Thursday 3 December 2015, by SIGNIS

Tokyo, Brussels, December 3rd 2015 (Japanese Times/Masaaki Kameda/SIGNIS). A Japanese non-profit organization committed to helping disadvantaged Cambodian children receive an education celebrated the completion of its 19th school there in February.

AMATAK, which means “eternity” in Khmer, has been building schools for children in rural Cambodia since 1995. The educational environment there is “not very good,” according to the Rev. Fumio Goto of the Kichijoji Catholic Church in Musashino, Tokyo, who heads the group.

“One of our missions is to work in areas where other aid groups do not operate,” the 86-year-old said. “Residents in such places need help the most.” Goto stressed that education is essential for maintaining peace, attributing the lack of it in Cambodia to the genocidal Khmer Rouge regime which took control in the 1970s. “The lack of education led to the creation of such a group,” he said. “People, especially in rural areas, were easily drawn to the group due to brainwashing. They were naive as they didn’t get a proper education.”

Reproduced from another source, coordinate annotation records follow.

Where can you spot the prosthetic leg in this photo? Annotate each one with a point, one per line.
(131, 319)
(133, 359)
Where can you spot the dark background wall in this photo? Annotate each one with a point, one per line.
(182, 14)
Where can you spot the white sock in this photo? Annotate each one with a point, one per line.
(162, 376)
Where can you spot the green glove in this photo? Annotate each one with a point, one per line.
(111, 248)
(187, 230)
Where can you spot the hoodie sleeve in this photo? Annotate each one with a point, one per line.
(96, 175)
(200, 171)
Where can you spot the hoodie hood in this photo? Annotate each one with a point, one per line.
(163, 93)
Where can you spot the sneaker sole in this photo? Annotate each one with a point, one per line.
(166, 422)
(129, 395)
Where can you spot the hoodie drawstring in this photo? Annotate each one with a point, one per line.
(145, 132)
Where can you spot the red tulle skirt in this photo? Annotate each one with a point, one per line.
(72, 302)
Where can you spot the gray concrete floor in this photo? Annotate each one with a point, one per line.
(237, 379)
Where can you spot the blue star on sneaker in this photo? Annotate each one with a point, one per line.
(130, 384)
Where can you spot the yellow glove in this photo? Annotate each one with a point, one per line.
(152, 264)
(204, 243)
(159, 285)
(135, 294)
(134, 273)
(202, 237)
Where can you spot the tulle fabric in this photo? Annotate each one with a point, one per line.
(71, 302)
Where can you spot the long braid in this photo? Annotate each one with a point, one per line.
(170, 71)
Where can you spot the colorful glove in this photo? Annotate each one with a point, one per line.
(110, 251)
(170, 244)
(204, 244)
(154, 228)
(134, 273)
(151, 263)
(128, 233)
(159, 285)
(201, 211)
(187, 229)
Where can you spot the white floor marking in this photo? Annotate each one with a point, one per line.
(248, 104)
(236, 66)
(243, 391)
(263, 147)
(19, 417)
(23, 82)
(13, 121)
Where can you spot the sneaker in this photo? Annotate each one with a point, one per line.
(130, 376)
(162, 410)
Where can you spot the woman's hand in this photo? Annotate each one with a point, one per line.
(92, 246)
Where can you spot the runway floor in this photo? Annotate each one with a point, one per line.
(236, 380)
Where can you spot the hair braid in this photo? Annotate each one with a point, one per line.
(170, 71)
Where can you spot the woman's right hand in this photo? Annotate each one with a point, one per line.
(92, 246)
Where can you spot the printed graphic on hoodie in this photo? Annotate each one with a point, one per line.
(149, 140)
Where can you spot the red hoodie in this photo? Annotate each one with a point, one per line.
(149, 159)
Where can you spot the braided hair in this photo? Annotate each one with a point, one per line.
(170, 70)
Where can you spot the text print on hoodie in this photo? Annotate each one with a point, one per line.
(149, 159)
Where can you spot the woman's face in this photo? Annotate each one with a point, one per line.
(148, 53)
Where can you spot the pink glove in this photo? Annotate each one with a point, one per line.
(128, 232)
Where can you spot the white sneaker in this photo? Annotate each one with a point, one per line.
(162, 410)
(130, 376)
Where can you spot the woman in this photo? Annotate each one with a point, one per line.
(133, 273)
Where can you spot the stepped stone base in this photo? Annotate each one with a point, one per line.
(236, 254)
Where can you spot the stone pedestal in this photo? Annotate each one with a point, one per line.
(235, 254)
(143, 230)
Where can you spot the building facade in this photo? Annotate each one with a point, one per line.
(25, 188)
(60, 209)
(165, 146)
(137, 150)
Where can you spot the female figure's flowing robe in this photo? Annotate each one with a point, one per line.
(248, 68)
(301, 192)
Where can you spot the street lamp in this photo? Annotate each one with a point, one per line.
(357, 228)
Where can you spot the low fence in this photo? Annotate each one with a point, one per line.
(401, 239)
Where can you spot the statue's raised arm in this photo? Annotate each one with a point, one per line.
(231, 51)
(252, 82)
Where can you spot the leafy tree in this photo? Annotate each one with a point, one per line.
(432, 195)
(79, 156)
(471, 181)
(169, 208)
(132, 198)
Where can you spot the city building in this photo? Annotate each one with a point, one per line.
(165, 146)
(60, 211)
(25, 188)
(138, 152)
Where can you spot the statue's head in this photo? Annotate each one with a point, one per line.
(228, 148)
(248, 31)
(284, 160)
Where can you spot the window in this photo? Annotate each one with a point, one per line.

Meas Bunra, deputy president of Japan Charitable Organization of Father Goto Fumio, which operates in Cambodia on behalf of AMATAK, said villagers greatly appreciate the educational assistance the Tokyo-based body provides. “They now have places to study, they learned to read and write their names,” Meas said. “(Education) is good for a living as people can get a decent job in the future.”

AMATAK started building schools 20 years ago. Some are now showing their age and the organization has received requests for repairs to roofs and walls. Finances did not allow AMATAK to initiate a new school construction project this year. Instead, it used part of the ¥100,085 donated from The Japan Times Readers’ Fund last year to finance the repair of aging schools, according to the secretary-general, Midori Sawada.

Meas said there are still many children in rural areas who cannot afford to attend school. He has received a great number of requests for schools to be built. Because it is vital for the social live in such a rural village However, the Tokyo-based organization has financial hurdles to overcome.

Documentary about the work of Father Goto Fumio

As part of its promotion efforts, AMATAK started producing a documentary film about Goto’s work. Volunteers have helped out in this, including media professionals. Tentatively titled “Pilgrimage of a 15-year-old,” the film, scheduled to be completed in August, will be about Goto’s life from the age of 15, when air raids on his hometown of Nagaoka, Niigata Prefecture, took the life of his mother and younger siblings. “I’d like to ask for help from those outside Japan by releasing the film overseas,” Goto said.